In this paper, based on the analysis of the influencing factors of multi-UAV anti-submarine tasks in a complex unknown sea environment, a knowledge-driven search path planning system framework is designed. The design of the three-layer information model helps the UAV system to form a knowledge base among aircraft groups. Within this framework, the data and knowledge layers synergistically integrate prior information, detection information, state information, and search rules of the UAV group to ultimately influence the decision-making process at the decision layer. Through the combination of online search and learning, the high-quality decision scheme of UAV can be transformed into a search experience to enrich the knowledge base. To facilitate the call of the knowledge base, an event-based call mechanism is designed. The UAV is capable of utilizing search rules from the knowledge base according to the current event attributes and associated rules. The experiment shows that the UAV swarm can perform the search task according to the action template in the knowledge base under a specific event. In addition, to continuously improve the knowledge base and improve the quality of search path planning, the KD-SAC algorithm is used to interact with the environment to adjust the action and state of the UAV in real-time to generate the optimal decision, and new search rules are formed by RDIRV strategy and the knowledge base is expanded. This strategy can accelerate the learning rate of the KD-SAC algorithm by modifying the punishment function. Simulation results show that KD-SAC is efficient in learning and solving path-planning problems. The superiority of this strategy is demonstrated by comparing KD-SAC with three other algorithms, particularly in terms of planning highly smooth paths and effectively avoiding obstacles. The obstacles in this paper are represented as regular geometric shapes, which simplifies the complexity of the environment. Therefore, in future studies, we will consider environments with irregular obstructions.

7. Future Work

The next step involves validating the proposed strategy’s path planning and search capabilities in a larger cluster of UAVs and a more complex environment that includes dynamic obstacles and irregular obstacles with overlapping polygons. Then, the impact of the environment on sensor performance will be further investigated. The impact of the natural environment on various sensors, including ranging sensors and detection sensors, will be then examined and taken into consideration in our future work. Furthermore, a more comprehensive initial knowledge base will be established by investigating the influence of submarine formation on search rules.

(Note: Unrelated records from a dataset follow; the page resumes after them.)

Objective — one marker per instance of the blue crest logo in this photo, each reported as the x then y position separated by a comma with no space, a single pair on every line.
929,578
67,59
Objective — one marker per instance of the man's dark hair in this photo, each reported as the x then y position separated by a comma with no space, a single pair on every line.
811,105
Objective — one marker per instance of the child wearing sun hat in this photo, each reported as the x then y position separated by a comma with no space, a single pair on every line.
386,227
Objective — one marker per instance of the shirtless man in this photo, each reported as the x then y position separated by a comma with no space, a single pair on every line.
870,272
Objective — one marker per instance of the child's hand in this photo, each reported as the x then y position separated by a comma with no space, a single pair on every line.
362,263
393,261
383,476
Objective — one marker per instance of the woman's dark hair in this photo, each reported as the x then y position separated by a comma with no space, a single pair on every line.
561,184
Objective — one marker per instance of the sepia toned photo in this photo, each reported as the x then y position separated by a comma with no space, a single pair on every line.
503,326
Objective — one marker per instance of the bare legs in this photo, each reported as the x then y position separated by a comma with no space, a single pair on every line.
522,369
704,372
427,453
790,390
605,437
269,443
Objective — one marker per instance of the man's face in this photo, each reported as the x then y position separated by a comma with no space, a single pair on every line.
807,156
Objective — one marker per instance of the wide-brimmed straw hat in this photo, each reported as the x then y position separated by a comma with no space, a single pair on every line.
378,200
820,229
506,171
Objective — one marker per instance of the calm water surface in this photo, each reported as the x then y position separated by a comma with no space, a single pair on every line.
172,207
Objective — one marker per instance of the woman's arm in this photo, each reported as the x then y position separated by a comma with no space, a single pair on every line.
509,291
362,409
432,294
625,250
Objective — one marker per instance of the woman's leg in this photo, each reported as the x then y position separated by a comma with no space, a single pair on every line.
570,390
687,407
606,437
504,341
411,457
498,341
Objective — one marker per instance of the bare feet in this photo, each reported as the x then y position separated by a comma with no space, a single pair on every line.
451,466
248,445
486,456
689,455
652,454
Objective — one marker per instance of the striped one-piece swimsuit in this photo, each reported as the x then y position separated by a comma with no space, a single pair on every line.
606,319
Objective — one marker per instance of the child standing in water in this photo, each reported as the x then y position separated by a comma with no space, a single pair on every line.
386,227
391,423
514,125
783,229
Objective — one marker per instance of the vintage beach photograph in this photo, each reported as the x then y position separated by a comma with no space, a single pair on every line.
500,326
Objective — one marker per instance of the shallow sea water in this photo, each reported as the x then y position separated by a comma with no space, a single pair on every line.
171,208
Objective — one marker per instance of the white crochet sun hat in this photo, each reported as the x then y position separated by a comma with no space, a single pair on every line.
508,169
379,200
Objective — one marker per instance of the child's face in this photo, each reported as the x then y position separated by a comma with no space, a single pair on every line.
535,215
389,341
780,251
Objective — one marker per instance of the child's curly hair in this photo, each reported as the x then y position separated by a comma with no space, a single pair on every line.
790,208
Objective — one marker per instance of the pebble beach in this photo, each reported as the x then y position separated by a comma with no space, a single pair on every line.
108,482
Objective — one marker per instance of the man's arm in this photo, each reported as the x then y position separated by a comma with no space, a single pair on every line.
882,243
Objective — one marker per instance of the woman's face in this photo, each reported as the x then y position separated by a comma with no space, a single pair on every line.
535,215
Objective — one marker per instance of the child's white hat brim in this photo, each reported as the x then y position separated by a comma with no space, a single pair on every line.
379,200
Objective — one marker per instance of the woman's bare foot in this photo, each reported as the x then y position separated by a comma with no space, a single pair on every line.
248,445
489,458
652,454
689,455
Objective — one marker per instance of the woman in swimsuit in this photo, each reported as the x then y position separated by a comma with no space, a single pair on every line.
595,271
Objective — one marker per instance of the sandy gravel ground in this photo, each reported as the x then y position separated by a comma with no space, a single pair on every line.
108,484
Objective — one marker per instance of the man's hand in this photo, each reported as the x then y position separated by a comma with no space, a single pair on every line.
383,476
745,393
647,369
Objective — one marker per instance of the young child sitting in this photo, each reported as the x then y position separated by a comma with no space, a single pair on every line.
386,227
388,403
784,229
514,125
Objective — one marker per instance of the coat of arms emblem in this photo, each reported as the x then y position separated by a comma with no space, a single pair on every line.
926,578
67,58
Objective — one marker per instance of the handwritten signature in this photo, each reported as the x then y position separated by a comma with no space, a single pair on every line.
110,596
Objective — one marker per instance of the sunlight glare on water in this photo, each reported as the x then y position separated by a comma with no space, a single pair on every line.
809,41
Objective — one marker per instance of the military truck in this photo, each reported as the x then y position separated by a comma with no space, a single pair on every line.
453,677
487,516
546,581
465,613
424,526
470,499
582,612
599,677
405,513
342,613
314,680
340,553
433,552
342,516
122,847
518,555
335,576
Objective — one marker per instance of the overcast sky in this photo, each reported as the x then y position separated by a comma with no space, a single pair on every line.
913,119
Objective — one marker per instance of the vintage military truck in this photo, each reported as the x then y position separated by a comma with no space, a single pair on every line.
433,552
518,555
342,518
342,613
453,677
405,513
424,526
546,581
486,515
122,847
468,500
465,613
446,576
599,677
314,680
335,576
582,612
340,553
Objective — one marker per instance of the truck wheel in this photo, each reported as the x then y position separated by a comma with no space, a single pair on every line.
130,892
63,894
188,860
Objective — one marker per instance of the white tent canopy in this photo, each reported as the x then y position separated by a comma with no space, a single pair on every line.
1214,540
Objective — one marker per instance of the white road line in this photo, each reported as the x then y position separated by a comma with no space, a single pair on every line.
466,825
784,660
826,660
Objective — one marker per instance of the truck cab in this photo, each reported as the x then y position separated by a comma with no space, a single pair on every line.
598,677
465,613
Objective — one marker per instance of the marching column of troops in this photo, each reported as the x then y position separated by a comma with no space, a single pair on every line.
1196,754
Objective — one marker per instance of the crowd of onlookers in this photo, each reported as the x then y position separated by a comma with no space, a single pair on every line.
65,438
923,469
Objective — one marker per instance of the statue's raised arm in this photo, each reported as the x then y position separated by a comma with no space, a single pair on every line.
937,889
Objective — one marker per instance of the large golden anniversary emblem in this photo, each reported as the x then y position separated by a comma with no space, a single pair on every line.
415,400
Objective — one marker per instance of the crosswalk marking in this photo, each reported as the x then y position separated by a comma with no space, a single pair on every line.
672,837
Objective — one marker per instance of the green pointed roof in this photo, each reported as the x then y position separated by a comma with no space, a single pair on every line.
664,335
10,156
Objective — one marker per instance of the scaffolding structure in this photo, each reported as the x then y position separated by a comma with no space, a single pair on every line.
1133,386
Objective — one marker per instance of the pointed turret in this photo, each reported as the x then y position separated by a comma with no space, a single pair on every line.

Finally, the knowledge-driven search path planning system framework will be used to consider existing anti-submarine problems.

Author Contributions

Conceptualization, W.Y.; Methodology, W.Y., X.Z. and W.T.; Validation, W.Y.; Investigation, W.Y.; Writing—original draft preparation, W.Y. and W.T.; Writing—review and editing, W.T.; Supervision, W.Y.; Project administration, W.Y.; Funding acquisition, W.Y. All authors have read and agreed to the published version of the manuscript.

Funding

This research was funded by the Dalian Science and Technology Innovation Fund [grant number 2019J12GX040] and the Fundamental Research Funds for the Central Universities [grant number 3132017128].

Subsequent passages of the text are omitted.